Announced by Gov. Andrew M. Cuomo this week, the $12 million in funding is down $200,000 from last year’s allocation for the Agricultural Nonpoint Source Pollution program, which aims to protect lakes, streams and rivers from water contamination. The grant funding is available to county Soil and Water Conservation Districts through the state Environmental Protection Fund.

Jefferson County’s conservation district has garnered funding for farm projects numerous times over the past 15 years, said Christine M. Watkins, executive director.

Past farm projects led by the district have tackled water contamination problems with manure-storage facilities, silage leachate storage and roof management, Mrs. Watkins said. Those projects often are completed on medium- to large-size dairy farms that qualify as Concentrated Animal Food Operations, or CAFOs; horse farms need to comply with a host of federal regulations to prevent water contamination from manure runoff.

Last year the district applied to fund three projects at farms under the program, but it only garnered funding for one project under $50,000, Mrs. Watkins said. She hopes the district will rebound from that performance this year, however, by acquiring funding for multiple projects. One project already planned by the district would involve planting crop covering on about 450 acres of farmland over the next three years, she said. That project would aim to preserve crop land while also safeguarding it from water contamination problems.

“We have been successfully applying for projects over the past 15 years to bring in upward of a few million dollars in funding,” she said. “We are certainly hopeful that we will submit at least one proposal, and perhaps multiple, for funding this year but don’t yet know what projects farmers” will apply for.

The district will apply for funding this spring for the program, in which landowners usually are required to contribute a matching amount of 25 to 30 percent of project costs, Mrs.

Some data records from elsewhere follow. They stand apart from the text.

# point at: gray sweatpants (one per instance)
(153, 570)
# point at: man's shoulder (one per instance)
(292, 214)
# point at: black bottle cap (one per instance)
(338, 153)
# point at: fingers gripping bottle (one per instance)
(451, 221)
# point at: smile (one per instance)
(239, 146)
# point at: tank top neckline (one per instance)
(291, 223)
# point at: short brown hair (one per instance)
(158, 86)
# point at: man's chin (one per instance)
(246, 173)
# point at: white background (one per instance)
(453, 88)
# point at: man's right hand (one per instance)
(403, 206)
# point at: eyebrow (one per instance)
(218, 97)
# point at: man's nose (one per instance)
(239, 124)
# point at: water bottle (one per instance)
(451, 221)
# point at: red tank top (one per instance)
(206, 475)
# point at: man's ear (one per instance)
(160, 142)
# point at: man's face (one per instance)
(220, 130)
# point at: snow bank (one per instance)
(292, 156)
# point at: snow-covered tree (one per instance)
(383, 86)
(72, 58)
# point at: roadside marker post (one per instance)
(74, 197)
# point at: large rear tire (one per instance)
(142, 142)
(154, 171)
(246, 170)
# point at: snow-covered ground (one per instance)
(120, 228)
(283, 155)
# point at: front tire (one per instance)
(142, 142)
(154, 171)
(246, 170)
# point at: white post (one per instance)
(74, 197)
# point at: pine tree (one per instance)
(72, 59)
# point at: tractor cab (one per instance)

Watkins said. Historically, projects on farmland near watersheds in Sandy and Stony creeks in southern Jefferson County have been more likely to receive funding than those planned on watersheds in the northern region, due to the documentation of contamination problems.

“Projects that are the most deserving usually get funded, but some of our frustrations have been with documentation issues,” she said. “The DEC has published a water-problem priority list, and certain water bodies in the county are listed while others are not. Sometimes funding is not available in certain areas because there’s not a documented need.”

In a prepared statement, Gov. Cuomo lauded the state program’s success at keeping farms safe and clean.

“This $12 million will help local farmers across New York maintain a clean water supply, which is vital to their livelihood,” he said. “With our support, New York’s farms are going to continue to expand, creating more jobs and making our state’s homegrown products popular across the country.”